As can be seen in Table 3, individual differences in WMC significantly predicted mathematical performance for all National mathematical subtests. Although, the degree of significant contribution for the different subcomponents in WM varied across mathematical subtests (see Table 3).

Next, to identify individual WM profiles, the sample was divided into quartile mathematical groups (Low, Low-Average, High-Average, and High mathematical group) as derived from the general mathematical proficiency score (for descriptive statistics, see Table 2 below). For the four new math groups, there were no significant differences for gender [χ2(3, N = 596) = 1.541, p = 0.673] or chronological age in months [F(3,592) = 1.194, p = 0.31] between the four groups. To ensure that the WMC measurements were comparable across the four groups, we conducted multiple group CFAs.
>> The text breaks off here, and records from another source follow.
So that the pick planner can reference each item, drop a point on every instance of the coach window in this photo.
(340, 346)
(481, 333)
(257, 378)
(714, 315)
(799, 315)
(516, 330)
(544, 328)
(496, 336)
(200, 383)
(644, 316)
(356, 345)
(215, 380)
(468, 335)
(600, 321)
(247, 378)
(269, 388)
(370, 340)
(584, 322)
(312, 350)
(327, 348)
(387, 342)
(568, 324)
We used a model that assumed the same factor structure (one overall WM factor, and Ospan, digit span forward and backward, block span forward and backward as factor indicators) across groups but allowed the factor loadings and item intercepts to vary as the comparison model, χ2(20) = 12.35, p = 0.90; CFI = 1.00; RMSEA = 0.00. We then compared this model with a more restricted model were factor loadings were constrained to equality in all groups but item intercepts were allowed to vary, χ2(35) = 25.596, p = 0.58; CFI = 1.00; RMSEA = 0.00. Forcing the factor loadings to equality did not significantly worsen the fit of the model, Δχ2(15) = 13.246, p = 0.34. We then compared this model with a fully invariant model were both factor loadings and item intercepts were constrained to equality in all groups, χ2(47) = 39.008, p < 0.05; CFI = 1.00; RMSEA = 0.00. The fully invariant model fitted the data as well as the previous model, which clearly indicates measurement invariance across groups, Δχ2(12) = 13.412, p = 0.34. In other words, the WMC measures worked in a similar way in all four groups.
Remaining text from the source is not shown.